Autonomous histamine metabolism in human melanoma cells.

Melanoma cells constitutively produce various cytokines as well as growth factors and express their corresponding receptors. Exogenous histamine is known to be a growth factor for some tumours while in other cases histamine inhibits tumour growth, and acts on G protein-coupled H1 and H2 histamine receptors. In previous studies we have detected the expression of the l-histidine decarboxylase (HDC) gene and the presence of HDC protein in human melanoma cell lines.

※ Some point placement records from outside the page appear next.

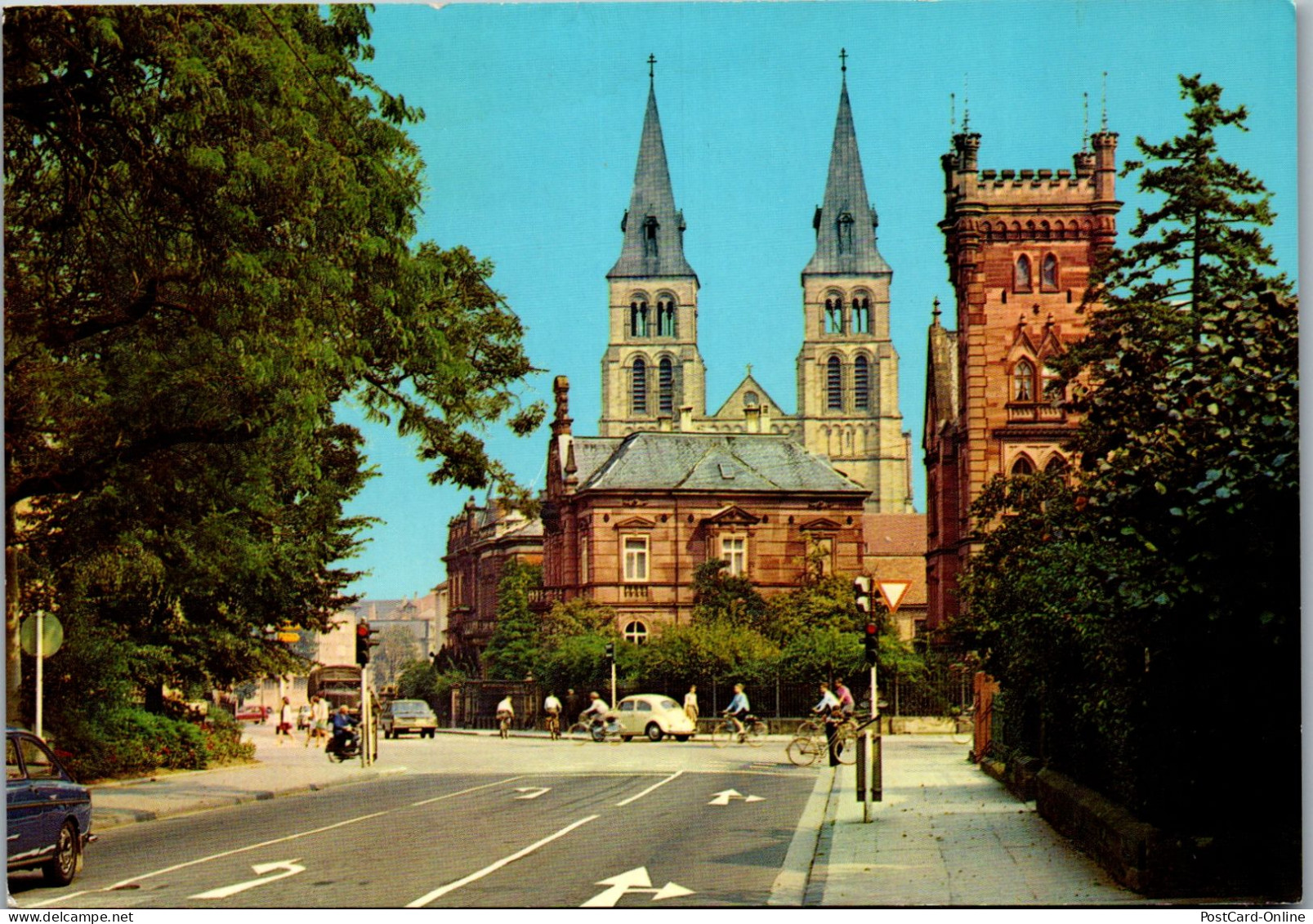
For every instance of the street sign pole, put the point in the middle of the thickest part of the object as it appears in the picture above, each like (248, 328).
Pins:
(41, 660)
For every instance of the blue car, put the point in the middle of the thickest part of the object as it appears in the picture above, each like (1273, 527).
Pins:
(47, 813)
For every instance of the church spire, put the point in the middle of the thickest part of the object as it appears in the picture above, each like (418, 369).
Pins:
(846, 221)
(653, 227)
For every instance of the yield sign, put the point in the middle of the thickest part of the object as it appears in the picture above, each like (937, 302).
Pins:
(893, 592)
(633, 881)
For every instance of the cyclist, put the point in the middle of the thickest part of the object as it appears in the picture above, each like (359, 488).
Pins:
(504, 713)
(832, 709)
(552, 707)
(738, 709)
(596, 712)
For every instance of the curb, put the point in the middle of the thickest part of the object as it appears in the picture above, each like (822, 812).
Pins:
(114, 818)
(791, 885)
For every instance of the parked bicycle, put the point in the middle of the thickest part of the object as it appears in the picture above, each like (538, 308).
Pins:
(754, 731)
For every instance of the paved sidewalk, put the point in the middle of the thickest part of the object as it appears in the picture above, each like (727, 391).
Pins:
(281, 770)
(947, 835)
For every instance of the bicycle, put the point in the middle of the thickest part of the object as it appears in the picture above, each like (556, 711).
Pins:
(607, 731)
(754, 733)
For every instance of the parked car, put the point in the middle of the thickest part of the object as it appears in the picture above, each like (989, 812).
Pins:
(654, 716)
(253, 713)
(404, 716)
(47, 811)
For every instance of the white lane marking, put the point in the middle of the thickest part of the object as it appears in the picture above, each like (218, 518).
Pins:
(288, 867)
(633, 881)
(62, 898)
(471, 789)
(491, 868)
(280, 840)
(242, 850)
(634, 798)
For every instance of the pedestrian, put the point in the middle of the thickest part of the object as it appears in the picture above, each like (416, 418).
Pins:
(287, 716)
(691, 703)
(830, 709)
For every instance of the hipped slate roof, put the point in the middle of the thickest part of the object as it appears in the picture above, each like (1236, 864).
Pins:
(709, 462)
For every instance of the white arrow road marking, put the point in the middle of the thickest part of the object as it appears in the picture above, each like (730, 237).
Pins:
(288, 867)
(632, 881)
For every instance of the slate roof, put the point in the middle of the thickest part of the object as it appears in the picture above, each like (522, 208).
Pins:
(846, 194)
(712, 462)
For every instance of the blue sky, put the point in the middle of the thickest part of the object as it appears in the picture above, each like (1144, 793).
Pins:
(534, 117)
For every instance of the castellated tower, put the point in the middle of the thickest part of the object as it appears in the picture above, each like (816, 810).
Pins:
(847, 369)
(1019, 247)
(651, 373)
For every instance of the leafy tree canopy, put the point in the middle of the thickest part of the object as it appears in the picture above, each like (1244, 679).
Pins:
(209, 221)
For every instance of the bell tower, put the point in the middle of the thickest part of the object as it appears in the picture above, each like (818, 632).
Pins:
(653, 376)
(847, 368)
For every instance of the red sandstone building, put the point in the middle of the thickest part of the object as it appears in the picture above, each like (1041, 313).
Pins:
(1019, 248)
(627, 519)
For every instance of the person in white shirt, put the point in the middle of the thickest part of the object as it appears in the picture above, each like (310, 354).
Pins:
(504, 713)
(833, 712)
(552, 707)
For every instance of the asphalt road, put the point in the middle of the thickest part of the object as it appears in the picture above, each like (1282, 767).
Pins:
(560, 826)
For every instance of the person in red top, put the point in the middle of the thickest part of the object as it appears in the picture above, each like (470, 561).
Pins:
(845, 697)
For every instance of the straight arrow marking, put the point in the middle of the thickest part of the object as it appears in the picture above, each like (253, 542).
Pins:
(288, 867)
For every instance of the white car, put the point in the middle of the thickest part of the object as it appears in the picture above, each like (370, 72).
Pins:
(654, 716)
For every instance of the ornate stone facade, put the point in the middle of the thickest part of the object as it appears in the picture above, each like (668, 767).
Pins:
(1019, 248)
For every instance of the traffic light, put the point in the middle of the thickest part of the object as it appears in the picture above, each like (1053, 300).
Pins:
(872, 642)
(364, 642)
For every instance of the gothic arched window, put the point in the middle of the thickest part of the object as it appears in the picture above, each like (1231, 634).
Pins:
(650, 235)
(861, 383)
(834, 315)
(638, 387)
(1049, 273)
(1023, 381)
(666, 320)
(834, 385)
(638, 319)
(664, 386)
(1022, 281)
(861, 315)
(845, 233)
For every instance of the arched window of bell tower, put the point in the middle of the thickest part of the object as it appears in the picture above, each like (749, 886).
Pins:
(861, 383)
(668, 316)
(638, 386)
(861, 313)
(834, 383)
(664, 386)
(1022, 281)
(833, 319)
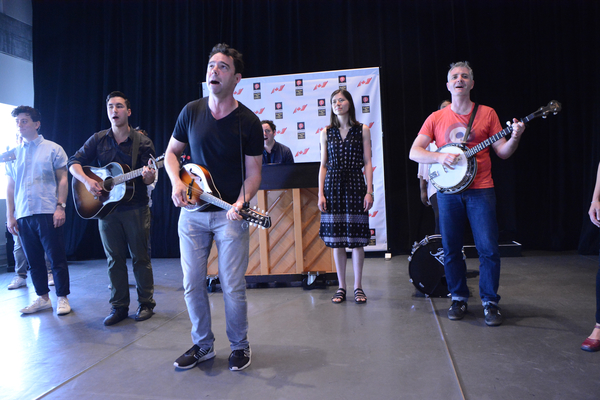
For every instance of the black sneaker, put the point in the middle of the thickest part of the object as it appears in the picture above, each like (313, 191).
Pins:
(493, 317)
(457, 310)
(143, 313)
(193, 356)
(240, 359)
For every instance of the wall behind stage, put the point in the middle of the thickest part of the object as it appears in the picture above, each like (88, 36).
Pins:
(300, 107)
(524, 54)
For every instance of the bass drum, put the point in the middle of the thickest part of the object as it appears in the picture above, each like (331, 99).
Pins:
(426, 267)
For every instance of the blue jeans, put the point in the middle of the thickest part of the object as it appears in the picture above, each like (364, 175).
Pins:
(197, 230)
(21, 265)
(479, 206)
(38, 236)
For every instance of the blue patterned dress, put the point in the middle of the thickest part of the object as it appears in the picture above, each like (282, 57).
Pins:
(345, 223)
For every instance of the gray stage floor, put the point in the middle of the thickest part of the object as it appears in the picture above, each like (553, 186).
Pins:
(397, 346)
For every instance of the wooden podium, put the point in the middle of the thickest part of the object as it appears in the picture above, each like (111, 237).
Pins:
(292, 247)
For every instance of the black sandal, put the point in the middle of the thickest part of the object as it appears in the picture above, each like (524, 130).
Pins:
(359, 296)
(339, 296)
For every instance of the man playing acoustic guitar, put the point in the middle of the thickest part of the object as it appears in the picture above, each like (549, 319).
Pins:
(223, 135)
(128, 225)
(478, 202)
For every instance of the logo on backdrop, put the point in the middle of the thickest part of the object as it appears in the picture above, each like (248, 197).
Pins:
(373, 239)
(278, 89)
(281, 132)
(321, 107)
(302, 152)
(301, 128)
(366, 104)
(278, 110)
(256, 88)
(300, 109)
(364, 82)
(321, 85)
(299, 88)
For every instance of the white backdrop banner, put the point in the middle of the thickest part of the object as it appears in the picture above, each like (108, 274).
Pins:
(300, 107)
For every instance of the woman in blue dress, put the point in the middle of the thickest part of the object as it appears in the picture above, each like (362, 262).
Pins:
(344, 197)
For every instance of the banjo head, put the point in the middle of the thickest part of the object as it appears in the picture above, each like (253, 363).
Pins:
(455, 180)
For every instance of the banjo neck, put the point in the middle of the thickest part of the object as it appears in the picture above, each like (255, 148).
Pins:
(542, 112)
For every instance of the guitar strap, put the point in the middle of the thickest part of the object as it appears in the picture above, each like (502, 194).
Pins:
(468, 131)
(135, 147)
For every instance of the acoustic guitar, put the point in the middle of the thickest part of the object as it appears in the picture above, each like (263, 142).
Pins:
(117, 188)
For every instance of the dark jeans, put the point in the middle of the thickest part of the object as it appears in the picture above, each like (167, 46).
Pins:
(39, 237)
(479, 206)
(598, 296)
(123, 233)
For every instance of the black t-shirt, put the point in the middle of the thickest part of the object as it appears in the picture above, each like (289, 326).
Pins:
(215, 144)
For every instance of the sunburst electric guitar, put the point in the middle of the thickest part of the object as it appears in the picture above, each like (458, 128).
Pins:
(201, 192)
(117, 187)
(457, 180)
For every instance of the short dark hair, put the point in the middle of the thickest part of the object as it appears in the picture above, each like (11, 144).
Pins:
(142, 131)
(270, 123)
(444, 106)
(119, 94)
(238, 62)
(351, 111)
(460, 64)
(32, 112)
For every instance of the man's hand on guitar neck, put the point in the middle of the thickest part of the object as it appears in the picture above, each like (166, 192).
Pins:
(149, 172)
(179, 194)
(93, 187)
(233, 214)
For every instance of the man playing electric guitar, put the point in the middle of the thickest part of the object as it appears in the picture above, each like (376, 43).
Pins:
(478, 202)
(128, 225)
(226, 138)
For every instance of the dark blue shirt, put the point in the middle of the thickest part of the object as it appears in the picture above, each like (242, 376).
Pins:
(280, 154)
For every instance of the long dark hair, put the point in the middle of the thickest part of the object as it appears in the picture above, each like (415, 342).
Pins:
(351, 111)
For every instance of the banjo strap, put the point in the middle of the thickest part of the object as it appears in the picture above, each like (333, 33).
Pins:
(468, 131)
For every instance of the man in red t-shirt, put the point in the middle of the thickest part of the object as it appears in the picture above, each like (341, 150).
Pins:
(478, 202)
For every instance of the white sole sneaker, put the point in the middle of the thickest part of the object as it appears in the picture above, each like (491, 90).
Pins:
(38, 305)
(63, 306)
(17, 282)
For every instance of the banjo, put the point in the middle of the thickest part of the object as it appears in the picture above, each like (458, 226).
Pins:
(452, 181)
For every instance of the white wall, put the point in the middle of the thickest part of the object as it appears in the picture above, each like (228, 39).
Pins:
(16, 88)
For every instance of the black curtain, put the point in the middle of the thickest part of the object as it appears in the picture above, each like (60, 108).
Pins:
(524, 54)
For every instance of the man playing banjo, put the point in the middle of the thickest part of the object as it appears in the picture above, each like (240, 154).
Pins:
(478, 201)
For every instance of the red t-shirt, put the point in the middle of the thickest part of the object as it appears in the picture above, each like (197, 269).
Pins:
(445, 126)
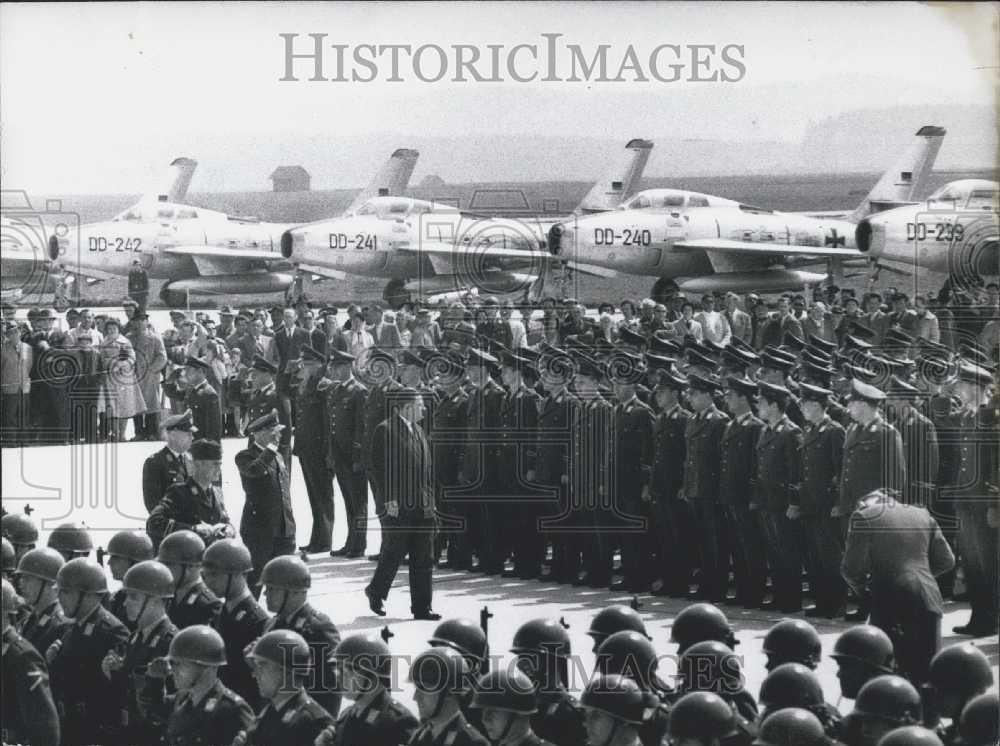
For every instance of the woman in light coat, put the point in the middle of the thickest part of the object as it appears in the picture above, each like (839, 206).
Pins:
(123, 395)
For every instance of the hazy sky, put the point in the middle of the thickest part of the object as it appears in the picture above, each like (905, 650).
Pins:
(97, 97)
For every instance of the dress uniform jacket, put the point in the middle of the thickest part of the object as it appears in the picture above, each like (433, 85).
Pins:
(43, 628)
(560, 718)
(267, 524)
(380, 722)
(701, 466)
(779, 466)
(215, 719)
(28, 711)
(144, 646)
(738, 468)
(323, 637)
(298, 722)
(198, 605)
(457, 732)
(822, 460)
(920, 449)
(206, 410)
(873, 459)
(87, 714)
(260, 403)
(159, 472)
(184, 506)
(239, 626)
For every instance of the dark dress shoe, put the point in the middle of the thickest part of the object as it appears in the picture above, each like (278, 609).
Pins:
(375, 604)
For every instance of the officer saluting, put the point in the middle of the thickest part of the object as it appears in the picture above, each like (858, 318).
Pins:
(194, 504)
(267, 526)
(171, 464)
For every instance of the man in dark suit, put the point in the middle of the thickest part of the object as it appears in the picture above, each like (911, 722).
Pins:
(171, 464)
(401, 462)
(701, 483)
(267, 526)
(345, 408)
(737, 482)
(822, 456)
(202, 399)
(194, 503)
(895, 551)
(312, 434)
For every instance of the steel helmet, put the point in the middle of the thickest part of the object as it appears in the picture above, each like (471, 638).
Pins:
(910, 735)
(19, 529)
(229, 556)
(71, 538)
(866, 644)
(199, 644)
(628, 654)
(619, 697)
(284, 648)
(701, 715)
(618, 618)
(132, 545)
(542, 636)
(181, 548)
(791, 685)
(440, 669)
(710, 666)
(978, 724)
(286, 572)
(701, 622)
(462, 635)
(150, 578)
(890, 698)
(506, 690)
(43, 563)
(963, 670)
(366, 655)
(82, 575)
(793, 641)
(791, 726)
(9, 556)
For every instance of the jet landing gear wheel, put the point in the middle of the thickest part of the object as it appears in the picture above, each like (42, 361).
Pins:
(663, 289)
(396, 294)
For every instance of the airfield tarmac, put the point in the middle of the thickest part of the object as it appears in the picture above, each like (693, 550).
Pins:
(100, 485)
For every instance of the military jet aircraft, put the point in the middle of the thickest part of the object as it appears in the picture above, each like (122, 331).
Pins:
(199, 251)
(427, 248)
(703, 243)
(955, 231)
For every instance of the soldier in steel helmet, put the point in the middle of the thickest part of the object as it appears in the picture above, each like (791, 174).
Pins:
(203, 711)
(88, 716)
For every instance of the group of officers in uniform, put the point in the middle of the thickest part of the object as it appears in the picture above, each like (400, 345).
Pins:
(184, 654)
(690, 461)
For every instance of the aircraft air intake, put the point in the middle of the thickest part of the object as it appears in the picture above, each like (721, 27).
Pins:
(554, 239)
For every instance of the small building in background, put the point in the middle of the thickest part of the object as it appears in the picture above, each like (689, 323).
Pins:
(290, 179)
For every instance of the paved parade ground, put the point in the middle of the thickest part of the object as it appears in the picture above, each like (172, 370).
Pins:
(104, 481)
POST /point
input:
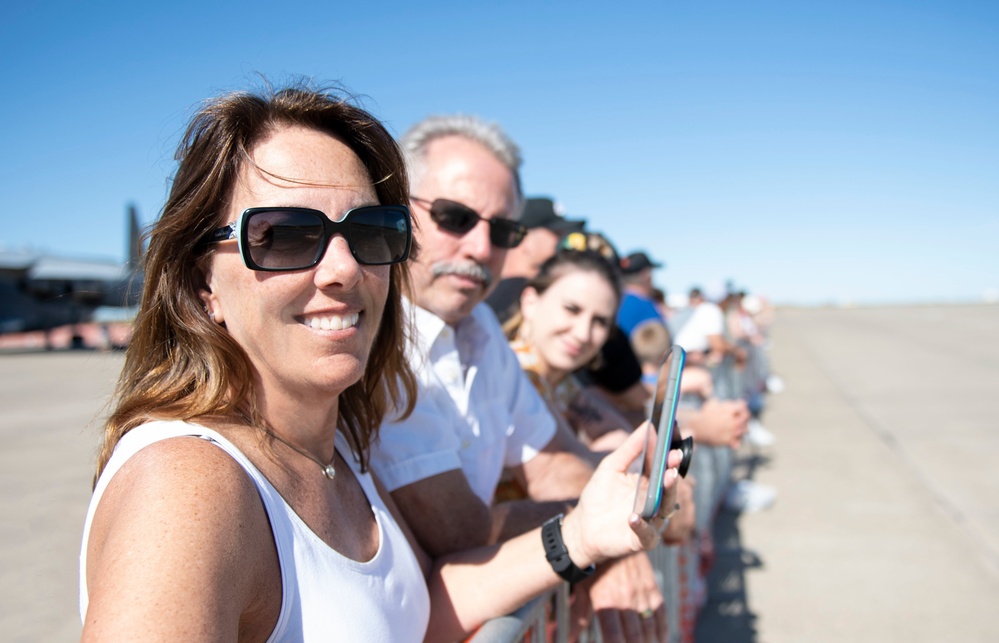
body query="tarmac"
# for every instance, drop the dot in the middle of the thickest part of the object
(886, 527)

In the present study, the activities of the histamine-forming enzyme HDC and of the degrading enzymes diamine oxidase ( DAO) and histamine N-methyltransferase (HNMT) were measured in primary (WM35 and WM983) and metastatic (M1 and HT168) human melanoma cell lines. HDC activity was found in WM35 and WM983 cell lines, while detectable HNMT activity was measured in WM983, M1 and HT168 lines. In contrast, DAO showed very low activity in melanoma cell lines. Melanoma cells release a detectable amount of histamine into the medium without external stimuli. These findings support the possibility of autonomous histamine metabolism in melanoma cells. Our results suggest that not only exogenous histamine but also histamine produced and released by the melanoma cells and acting as an autocrine and paracrine factor may influence cell proliferation and modulate the in situ immune response of the host.[1]

References

  1. Autonomous histamine metabolism in human melanoma cells. Darvas, Z., Sakurai, E., Schwelberger, H.G., Hegyesi, H., Rivera, E., Othsu, H., Watanabe, T., Pállinger, E., Falus, A. Melanoma Res. (2003) [Pubmed]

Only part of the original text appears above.